Wiltshire Council’s Strategic Planning Committee was recommended by officers to approve a plan by Gleeson Homes to build 71 houses on land south of Filands, and agreed to do so.
The plans were discussed on Wednesday (May 27), when the meeting heard Malmesbury Town Council was against the scheme and dozens of locals had written in protest, pointing out the land is not included for housing in their Neighbourhood Plan.
Cllr Gavin Grant, who represents the ward where the development was approved, said the approval drives ‘proverbial horses through neighbourhood planning and local democracy’.
He said: “It’s a beautiful day in Malmesbury but it’s a grim one in reality.”
Speaking after the decision, Malmesbury Mayor Campbell Ritchie said: “This has only happened because the government has recently changed national planning rules and Wiltshire Council has failed to maintain a five-year supply of land.
“But there is more than a five-year land supply in North Wiltshire and we have met - and more - all that has been asked of us in Malmesbury.
“I cannot pretend that the decision by the committee today does not seriously damage our Malmesbury Neighbourhood Plan and the Neighbourhood Plans of every other community in Wiltshire that deal with housing matters.”
Cllr Grant raised objections due to the ‘unplanned and unwanted’ development’s lack of accessibility to the town and services such as schools. Equally he pointed out that the pavements did not properly service pedestrians or cyclists.

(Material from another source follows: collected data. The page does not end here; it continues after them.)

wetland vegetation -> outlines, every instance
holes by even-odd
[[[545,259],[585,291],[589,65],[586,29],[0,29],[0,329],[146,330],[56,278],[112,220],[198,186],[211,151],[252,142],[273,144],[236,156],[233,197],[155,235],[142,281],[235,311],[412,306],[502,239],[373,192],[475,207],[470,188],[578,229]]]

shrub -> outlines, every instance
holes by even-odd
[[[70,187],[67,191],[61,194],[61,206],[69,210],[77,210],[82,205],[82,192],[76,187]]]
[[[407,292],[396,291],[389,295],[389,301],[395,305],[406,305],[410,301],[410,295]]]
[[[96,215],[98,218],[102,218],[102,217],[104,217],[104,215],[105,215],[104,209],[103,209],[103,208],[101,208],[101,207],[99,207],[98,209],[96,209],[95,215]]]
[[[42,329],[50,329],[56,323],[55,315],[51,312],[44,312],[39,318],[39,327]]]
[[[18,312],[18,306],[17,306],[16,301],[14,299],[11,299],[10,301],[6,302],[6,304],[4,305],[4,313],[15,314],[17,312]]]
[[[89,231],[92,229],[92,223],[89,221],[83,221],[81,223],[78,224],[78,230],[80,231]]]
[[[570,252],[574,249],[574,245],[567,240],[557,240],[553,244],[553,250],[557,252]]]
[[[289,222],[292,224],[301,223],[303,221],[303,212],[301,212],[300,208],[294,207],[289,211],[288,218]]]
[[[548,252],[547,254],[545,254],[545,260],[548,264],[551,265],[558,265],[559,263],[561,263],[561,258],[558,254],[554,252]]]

Addressing the committee, he said: “Please stand up for local democracy and the planning policy of Wiltshire and indeed those of the Malmesbury Neighbourhood Plan.”
land has already been identified in and around Malmesbury to build 885 houses by 2026. 750 have been built and 331 are currently in the pipeline making 1,089 new homes.
Normally developments under 200 houses would be decided by the planning committee, but this one went to Strategic Planning because Wiltshire Council’s lack of a five-year land supply scheme means the shortfall has become an issue across the county as a whole.